Abstract:
Introduction
IRIS is a paradoxical inflammatory response in HIV/AIDS patients,
occurring in 4-35% of cases after starting ART, especially in those
with CD4 counts <100 cells/μL. It typically appears within 1-3 months
and includes two forms: worsening of known opportunistic infections
and unmasking of undiagnosed ones. Its manifestations are
influenced by the interaction between ART, infections, and the host
immune response.
Material and methods
An examination of systematic reviews and other publications in
English from the past decade, utilising sources such as PubMed,
Elsevier, BMJ, and the CDC and WHO.
Results
Elevated HIV viral loads prior to the initiation of ART, in conjunction
with brief intervals between the start of OI treatment and the
initiation of ART, lower pre-treatment CD4+ cell counts and a rapid
increase in CD4+ cells following the commencement of ART,
contribute to an increased risk of IRIS. No notable differences in
gender, mode of transmission, and ART regimens were noted
between the IRIS and non-IRIS patients. Region-specific IRIS includes
cryptococcal meningitis (CM) and tuberculosis (TB), which are prevalent in sub-Saharan Africa and Southeast Asia; Talaromyces
marneffei skin lesions have been identified in northern Thailand and
Vietnam. In Latin America, CM, histoplasmosis, and paracoccidioidomycosis constitute significant fungal infections; mucocutaneous leishmaniasis has been observed in Bolivia and Peru. In
the Americas and Europe, common conditions include Progressive
Multifocal Leukoence-phalopathy (PML), CMV retinitis, and noninfectious issues related to IRIS. Other notable cases often involve
the Mycobacterium avium complex, Kaposi's sarcoma (KS), hepatitis
HBV/HCV, and, in migrants, tuberculosis (TB). Children under the age
of 15 are at a higher risk of IRIS (∼26% vs. 10-20% in adults), often
presenting with suppurative lymphadenitis following BCG vaccination
and CMV retinitis. The decline in thymic function among the elderly
alters T-regulatory responses; thus, in adults aged 15-49, a
paradoxical worsening of TB and cryptococcal infections is common.
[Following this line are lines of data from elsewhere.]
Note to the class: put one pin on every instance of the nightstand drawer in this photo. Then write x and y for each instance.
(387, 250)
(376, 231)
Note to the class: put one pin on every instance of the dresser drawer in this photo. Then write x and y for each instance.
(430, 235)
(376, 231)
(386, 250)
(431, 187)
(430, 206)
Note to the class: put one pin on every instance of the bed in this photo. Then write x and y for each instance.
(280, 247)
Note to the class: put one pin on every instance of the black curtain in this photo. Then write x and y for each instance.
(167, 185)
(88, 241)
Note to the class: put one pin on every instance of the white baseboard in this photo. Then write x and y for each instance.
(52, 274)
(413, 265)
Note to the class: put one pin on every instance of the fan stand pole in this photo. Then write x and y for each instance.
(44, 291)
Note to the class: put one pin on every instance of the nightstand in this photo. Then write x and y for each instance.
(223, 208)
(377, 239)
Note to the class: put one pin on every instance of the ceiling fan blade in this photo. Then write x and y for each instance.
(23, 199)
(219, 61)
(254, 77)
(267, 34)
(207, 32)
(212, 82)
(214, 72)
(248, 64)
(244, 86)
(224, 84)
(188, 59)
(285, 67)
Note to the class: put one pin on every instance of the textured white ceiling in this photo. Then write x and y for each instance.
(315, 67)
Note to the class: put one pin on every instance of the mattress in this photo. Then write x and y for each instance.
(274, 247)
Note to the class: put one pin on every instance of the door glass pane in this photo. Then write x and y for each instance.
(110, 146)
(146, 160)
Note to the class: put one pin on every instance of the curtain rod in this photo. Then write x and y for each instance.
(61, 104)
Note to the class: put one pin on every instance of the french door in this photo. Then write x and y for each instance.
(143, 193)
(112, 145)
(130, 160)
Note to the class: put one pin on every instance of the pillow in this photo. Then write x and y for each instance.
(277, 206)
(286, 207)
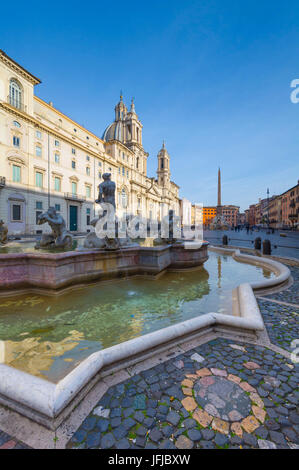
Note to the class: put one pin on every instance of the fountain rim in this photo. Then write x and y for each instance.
(46, 402)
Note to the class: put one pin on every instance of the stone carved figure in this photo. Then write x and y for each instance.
(106, 195)
(3, 233)
(107, 190)
(59, 238)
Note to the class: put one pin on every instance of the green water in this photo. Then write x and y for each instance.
(49, 336)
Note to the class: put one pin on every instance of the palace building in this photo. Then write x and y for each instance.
(47, 159)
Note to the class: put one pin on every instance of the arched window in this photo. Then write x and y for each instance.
(15, 94)
(124, 198)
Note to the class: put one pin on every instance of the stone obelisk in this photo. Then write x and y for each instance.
(219, 211)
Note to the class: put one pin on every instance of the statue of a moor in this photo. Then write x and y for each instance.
(59, 237)
(3, 232)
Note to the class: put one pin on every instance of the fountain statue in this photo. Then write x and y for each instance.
(169, 225)
(59, 238)
(3, 233)
(106, 196)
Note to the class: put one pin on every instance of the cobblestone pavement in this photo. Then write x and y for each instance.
(290, 295)
(281, 246)
(7, 442)
(282, 323)
(221, 394)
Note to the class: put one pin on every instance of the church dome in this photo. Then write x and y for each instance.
(114, 131)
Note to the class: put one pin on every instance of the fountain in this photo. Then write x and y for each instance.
(59, 237)
(106, 199)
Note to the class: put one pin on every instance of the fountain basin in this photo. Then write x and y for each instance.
(49, 403)
(37, 272)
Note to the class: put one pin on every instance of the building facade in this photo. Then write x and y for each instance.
(208, 214)
(282, 210)
(47, 159)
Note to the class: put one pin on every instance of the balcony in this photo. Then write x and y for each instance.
(16, 103)
(74, 197)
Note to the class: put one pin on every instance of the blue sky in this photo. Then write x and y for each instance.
(211, 77)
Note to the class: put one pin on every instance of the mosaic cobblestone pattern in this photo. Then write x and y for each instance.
(158, 408)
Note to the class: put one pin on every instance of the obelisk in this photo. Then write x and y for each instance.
(219, 194)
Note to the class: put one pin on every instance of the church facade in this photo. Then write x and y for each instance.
(48, 159)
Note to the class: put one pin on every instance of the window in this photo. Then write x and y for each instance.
(16, 141)
(39, 179)
(74, 187)
(15, 94)
(38, 151)
(16, 212)
(16, 174)
(57, 183)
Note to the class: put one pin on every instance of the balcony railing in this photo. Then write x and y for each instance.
(75, 197)
(16, 103)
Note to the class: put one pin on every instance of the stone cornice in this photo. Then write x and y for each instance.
(9, 62)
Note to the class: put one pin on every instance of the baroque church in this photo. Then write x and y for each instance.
(49, 159)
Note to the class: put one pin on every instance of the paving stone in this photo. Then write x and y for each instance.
(93, 439)
(155, 435)
(122, 444)
(141, 431)
(173, 417)
(277, 437)
(220, 439)
(249, 439)
(189, 423)
(79, 436)
(107, 441)
(119, 432)
(263, 444)
(184, 443)
(194, 434)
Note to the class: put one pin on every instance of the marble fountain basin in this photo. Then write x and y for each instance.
(54, 348)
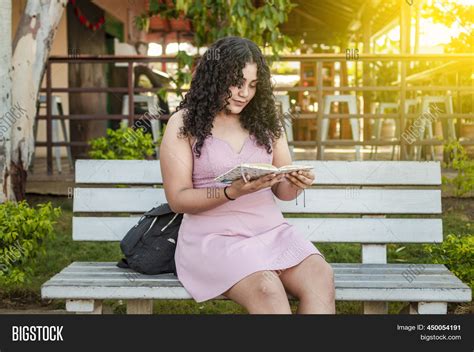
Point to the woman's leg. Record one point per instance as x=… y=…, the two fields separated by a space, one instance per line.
x=312 y=282
x=260 y=293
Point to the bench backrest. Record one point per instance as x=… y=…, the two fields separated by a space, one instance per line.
x=351 y=199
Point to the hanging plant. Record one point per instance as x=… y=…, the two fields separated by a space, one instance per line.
x=258 y=21
x=83 y=19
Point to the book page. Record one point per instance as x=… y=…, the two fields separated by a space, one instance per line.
x=256 y=170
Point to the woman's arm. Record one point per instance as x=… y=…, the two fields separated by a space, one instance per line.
x=284 y=190
x=176 y=161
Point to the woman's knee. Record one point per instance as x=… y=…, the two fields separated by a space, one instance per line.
x=261 y=289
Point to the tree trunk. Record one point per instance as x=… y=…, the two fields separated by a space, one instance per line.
x=82 y=40
x=31 y=47
x=5 y=93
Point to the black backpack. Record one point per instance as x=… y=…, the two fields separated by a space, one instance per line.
x=150 y=245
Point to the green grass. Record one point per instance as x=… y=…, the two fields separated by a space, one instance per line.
x=62 y=250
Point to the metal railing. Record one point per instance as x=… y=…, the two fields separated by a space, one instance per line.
x=319 y=88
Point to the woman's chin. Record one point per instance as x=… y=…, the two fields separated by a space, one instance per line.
x=236 y=109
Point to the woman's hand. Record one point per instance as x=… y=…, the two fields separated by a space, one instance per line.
x=240 y=187
x=301 y=179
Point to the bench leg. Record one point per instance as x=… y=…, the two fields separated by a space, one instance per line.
x=429 y=308
x=84 y=306
x=375 y=307
x=140 y=306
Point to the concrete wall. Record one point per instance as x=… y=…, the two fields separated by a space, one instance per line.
x=59 y=73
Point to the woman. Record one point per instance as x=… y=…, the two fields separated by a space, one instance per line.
x=234 y=240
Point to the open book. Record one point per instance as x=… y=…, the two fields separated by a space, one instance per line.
x=255 y=170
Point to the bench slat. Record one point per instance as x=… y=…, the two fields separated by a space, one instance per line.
x=325 y=201
x=327 y=172
x=426 y=287
x=366 y=230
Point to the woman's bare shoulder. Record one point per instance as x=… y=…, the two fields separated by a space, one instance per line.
x=176 y=122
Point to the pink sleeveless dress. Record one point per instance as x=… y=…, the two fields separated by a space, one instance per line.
x=219 y=247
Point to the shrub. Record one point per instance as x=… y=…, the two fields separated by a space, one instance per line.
x=459 y=161
x=124 y=143
x=22 y=232
x=457 y=252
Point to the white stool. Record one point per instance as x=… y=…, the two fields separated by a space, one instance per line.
x=448 y=125
x=153 y=109
x=378 y=123
x=283 y=101
x=415 y=104
x=56 y=109
x=352 y=102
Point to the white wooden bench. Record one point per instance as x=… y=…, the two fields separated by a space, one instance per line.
x=369 y=190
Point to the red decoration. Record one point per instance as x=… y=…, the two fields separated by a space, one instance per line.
x=84 y=21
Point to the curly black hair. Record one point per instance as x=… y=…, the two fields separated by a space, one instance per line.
x=218 y=69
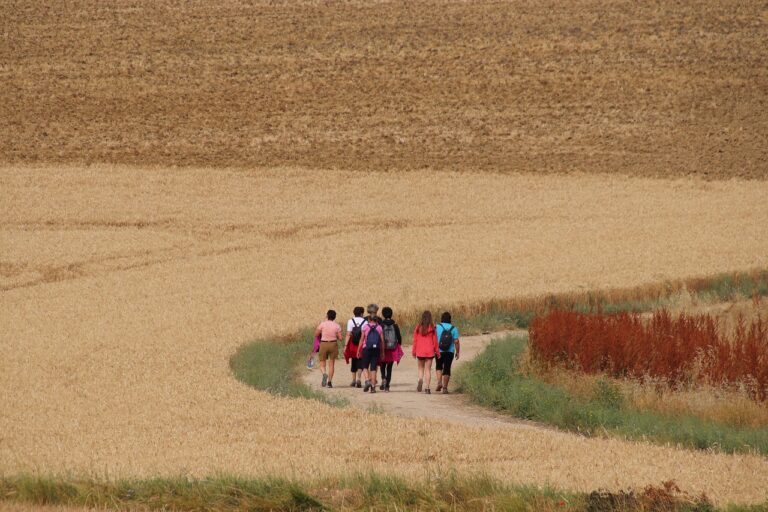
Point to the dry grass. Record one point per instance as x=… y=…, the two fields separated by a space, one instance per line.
x=126 y=291
x=645 y=88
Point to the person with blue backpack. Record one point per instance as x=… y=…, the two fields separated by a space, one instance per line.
x=448 y=341
x=371 y=347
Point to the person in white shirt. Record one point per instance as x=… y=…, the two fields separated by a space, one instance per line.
x=354 y=331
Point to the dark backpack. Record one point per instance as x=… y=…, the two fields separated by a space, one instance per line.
x=357 y=332
x=446 y=338
x=374 y=338
x=390 y=337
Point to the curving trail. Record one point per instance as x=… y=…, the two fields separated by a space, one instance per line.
x=403 y=400
x=124 y=291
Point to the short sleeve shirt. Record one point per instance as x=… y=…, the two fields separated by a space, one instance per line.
x=360 y=321
x=329 y=330
x=439 y=331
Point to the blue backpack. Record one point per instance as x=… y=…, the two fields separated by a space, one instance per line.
x=446 y=338
x=374 y=338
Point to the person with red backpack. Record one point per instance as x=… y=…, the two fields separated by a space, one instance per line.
x=448 y=341
x=371 y=348
x=393 y=350
x=425 y=349
x=354 y=333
For individuals over 50, IRIS is associated with atypical non-infectious
conditions (such as rheumatological disorders), non-Hodgkin
lymphoma, KS, and elevated mortality rates (∼25% vs. 15% in
younger adults). Healthcare factors that elevate the risk of IRIS
include delayed diagnosis, late ART initiation, and low CD. To
minimise IRIS mortality, testing for TB and cryptococcal infections
during pre-ART screening is essential in Africa and Asia; fluconazole
prophylaxis is necessary in areas where cryptococcal infections are
endemic; and screening for malignancies is important for older
adults.
Conclusions
Although the fundamental immunological risk factors for IRIS are the
same worldwide, its manifestations vary based on the local
prevalence of opportunistic infections. This variation is also
influenced by host immunity, age-related vulnerabilities, and the
availability of healthcare and diagnostic resources.